As I said, my thoughts on this are smoke and wind. Maybe it's just coincidence or my overactive imagination that puts these two girls together. But on a subjective level, I go with the sense that Chiara had a hand in getting my attention to a very different story about someone who wasn't even Catholic, who I had to look at with some attention before beginning to see the "extraordinary-within-the-ordinary" that shaped her whole young life. Indeed, it could be said that it was her "offering-of-life" to a Christ-centered mission within the world of popular music (using her voice "for His glory" and giving herself "with love" to whoever God entrusted to her) that ultimately led Christina Victoria Grimmie to open her arms to welcome the stranger who killed her on June 10, 2016.

Chiara Badano is not the only person in the last ten years who has become my friend after her death. 

There are a few other "coincidences" that I have noticed with Chiara and Christina, and what they mean to me. These girls both had a special love for those who were on the margins, who were suffering, or broken in various ways (or "oddballs" like me). For both, cancer was a major factor in their sufferings (with Christina it was her mother). I'll admit, I like to "look for coincidences" once I see that there is some foundation for them. I used to wonder if there was any "reason" why I met Chiara in the middle of March. What happened on March 12 that has anything to do with Chiara? Why March 12? Well, that's Christina Grimmie's birthday. In fact (unbeknownst to me at the time) Christina turned 18 years old on the day I first read about Chiara dying at the age of 18. 

I can't help noticing these things.

In any case, it's clear that these girls are not entirely unalike. I'm inclined to think they are friends now, and even collaborators in the communion of saints with their immense compassion for young people... and others too. My sense is that both of them continue to be a great help to me.

I often speak of friendships with those who have gone before us, who have finished the race and kept the faith. Such "spiritual companions" — and their prayers — are important to our journey in this life. Tomorrow we will celebrate, affirm, and ask for the prayers of all the members of the heavenly Church. Tomorrow we include everybody who is not on "the list," and those who are not likely ever to make any kind of list.

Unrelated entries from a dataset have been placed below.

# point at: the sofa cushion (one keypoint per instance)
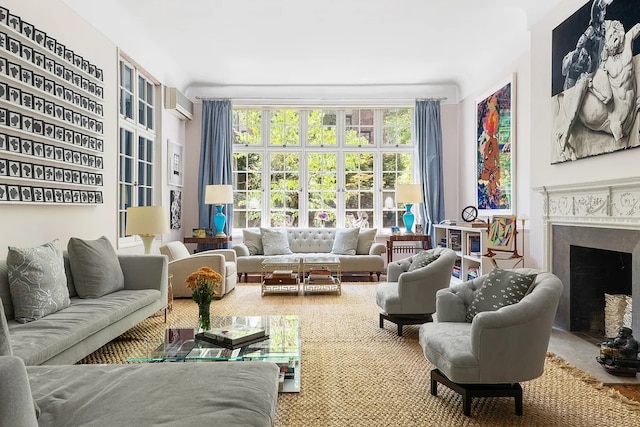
(346, 241)
(167, 394)
(95, 267)
(275, 241)
(37, 342)
(422, 259)
(37, 281)
(366, 237)
(16, 401)
(499, 289)
(253, 241)
(5, 343)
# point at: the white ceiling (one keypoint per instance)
(218, 43)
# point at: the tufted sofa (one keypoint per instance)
(310, 242)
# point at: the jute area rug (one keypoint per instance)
(356, 374)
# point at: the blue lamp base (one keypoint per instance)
(219, 220)
(408, 219)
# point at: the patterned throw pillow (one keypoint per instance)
(275, 241)
(500, 289)
(95, 267)
(37, 281)
(253, 241)
(366, 237)
(422, 259)
(346, 241)
(5, 343)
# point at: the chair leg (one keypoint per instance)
(469, 391)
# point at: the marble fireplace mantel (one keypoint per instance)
(612, 205)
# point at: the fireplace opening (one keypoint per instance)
(595, 272)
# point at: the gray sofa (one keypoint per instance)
(242, 394)
(68, 335)
(312, 242)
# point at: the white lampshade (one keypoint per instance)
(146, 221)
(408, 193)
(218, 194)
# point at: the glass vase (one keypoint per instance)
(204, 316)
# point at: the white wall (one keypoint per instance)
(28, 224)
(31, 224)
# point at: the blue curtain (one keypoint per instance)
(428, 134)
(215, 158)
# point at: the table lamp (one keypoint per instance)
(219, 195)
(408, 194)
(146, 222)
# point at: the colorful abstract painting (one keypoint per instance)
(495, 150)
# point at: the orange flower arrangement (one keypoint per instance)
(205, 284)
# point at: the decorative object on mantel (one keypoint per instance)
(619, 356)
(205, 286)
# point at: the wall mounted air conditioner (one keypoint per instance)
(178, 104)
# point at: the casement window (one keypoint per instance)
(137, 142)
(312, 166)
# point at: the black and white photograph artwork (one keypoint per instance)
(595, 76)
(4, 16)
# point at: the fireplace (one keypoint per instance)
(592, 261)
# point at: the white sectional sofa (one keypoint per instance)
(365, 256)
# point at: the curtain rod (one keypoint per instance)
(266, 98)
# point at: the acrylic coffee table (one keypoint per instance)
(283, 347)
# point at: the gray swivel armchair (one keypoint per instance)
(409, 295)
(490, 355)
(182, 264)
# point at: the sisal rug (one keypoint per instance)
(356, 374)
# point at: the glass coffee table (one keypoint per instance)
(284, 285)
(283, 346)
(321, 274)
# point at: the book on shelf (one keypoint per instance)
(270, 279)
(232, 336)
(282, 274)
(473, 245)
(472, 273)
(455, 236)
(321, 279)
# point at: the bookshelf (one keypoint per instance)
(470, 244)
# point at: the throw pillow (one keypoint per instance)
(346, 241)
(365, 239)
(275, 241)
(37, 281)
(253, 241)
(422, 259)
(499, 289)
(5, 343)
(95, 267)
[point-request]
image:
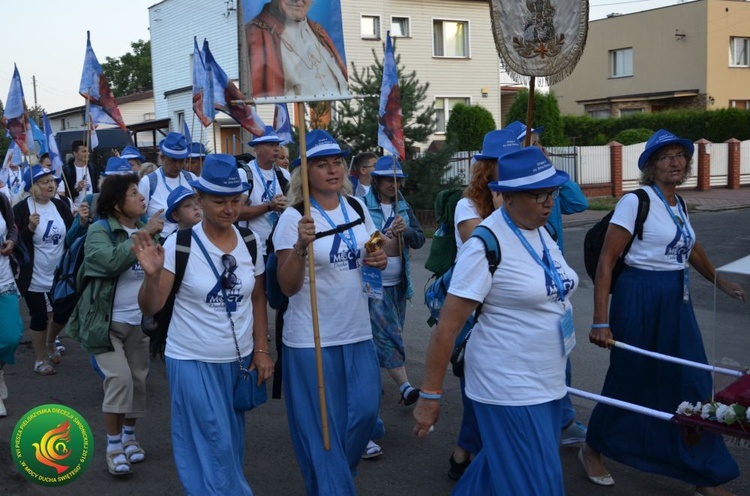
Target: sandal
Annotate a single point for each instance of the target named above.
(43, 368)
(113, 463)
(135, 454)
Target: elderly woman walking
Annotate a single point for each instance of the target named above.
(218, 329)
(515, 359)
(651, 308)
(350, 364)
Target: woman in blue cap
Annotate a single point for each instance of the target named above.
(218, 328)
(339, 226)
(387, 315)
(651, 308)
(515, 359)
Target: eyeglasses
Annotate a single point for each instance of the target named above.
(543, 197)
(228, 279)
(667, 159)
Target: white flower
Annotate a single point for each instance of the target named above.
(722, 412)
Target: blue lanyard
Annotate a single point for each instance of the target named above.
(268, 186)
(684, 231)
(550, 269)
(350, 240)
(179, 178)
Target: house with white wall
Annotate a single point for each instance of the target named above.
(448, 43)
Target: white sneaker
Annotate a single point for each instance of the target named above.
(3, 387)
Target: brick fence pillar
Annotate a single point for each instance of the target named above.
(704, 165)
(615, 166)
(733, 167)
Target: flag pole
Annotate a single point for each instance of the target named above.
(300, 112)
(530, 111)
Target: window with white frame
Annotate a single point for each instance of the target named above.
(443, 106)
(400, 27)
(621, 62)
(738, 52)
(450, 38)
(370, 27)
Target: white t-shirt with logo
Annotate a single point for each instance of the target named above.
(392, 273)
(265, 187)
(6, 275)
(125, 305)
(200, 328)
(465, 210)
(515, 355)
(343, 313)
(663, 246)
(164, 186)
(49, 245)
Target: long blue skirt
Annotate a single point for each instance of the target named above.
(208, 434)
(647, 311)
(352, 390)
(520, 454)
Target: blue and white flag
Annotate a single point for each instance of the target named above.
(54, 152)
(282, 124)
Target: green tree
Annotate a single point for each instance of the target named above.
(130, 73)
(467, 126)
(546, 113)
(356, 124)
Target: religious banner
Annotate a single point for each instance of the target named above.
(540, 38)
(295, 50)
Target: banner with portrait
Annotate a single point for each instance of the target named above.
(540, 38)
(295, 50)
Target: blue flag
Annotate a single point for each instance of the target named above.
(390, 117)
(54, 152)
(282, 124)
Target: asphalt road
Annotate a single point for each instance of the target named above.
(409, 465)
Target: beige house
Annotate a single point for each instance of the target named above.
(690, 55)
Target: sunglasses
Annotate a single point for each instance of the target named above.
(228, 279)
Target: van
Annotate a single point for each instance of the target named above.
(109, 139)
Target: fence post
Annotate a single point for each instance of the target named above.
(704, 165)
(615, 165)
(733, 167)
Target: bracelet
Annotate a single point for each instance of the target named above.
(302, 254)
(430, 396)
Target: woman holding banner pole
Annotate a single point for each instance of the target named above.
(351, 393)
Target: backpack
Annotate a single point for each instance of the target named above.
(153, 181)
(443, 248)
(65, 291)
(437, 290)
(158, 333)
(594, 240)
(276, 299)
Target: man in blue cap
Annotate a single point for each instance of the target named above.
(269, 184)
(155, 187)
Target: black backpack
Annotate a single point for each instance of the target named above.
(158, 332)
(594, 240)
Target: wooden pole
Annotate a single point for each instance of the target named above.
(530, 111)
(300, 111)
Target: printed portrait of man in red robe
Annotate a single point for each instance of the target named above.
(293, 56)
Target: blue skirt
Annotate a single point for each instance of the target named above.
(11, 327)
(352, 387)
(520, 454)
(208, 434)
(647, 311)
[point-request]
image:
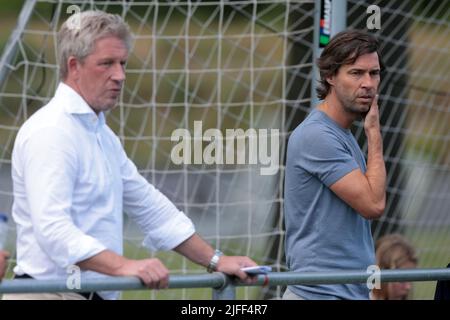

Blessed Chiara Badano knows well these unusual saints, and I think she continues to seek to draw more future saints from unusual places, and even from great distances and out of the midst of great troubles. Her role will grow greater in the years to come, and she will have no shortage of collaborators helping to "light the way" that leads to eternal life. She is immersed in the heart of Jesus, and knows the mysterious depths of His fullness.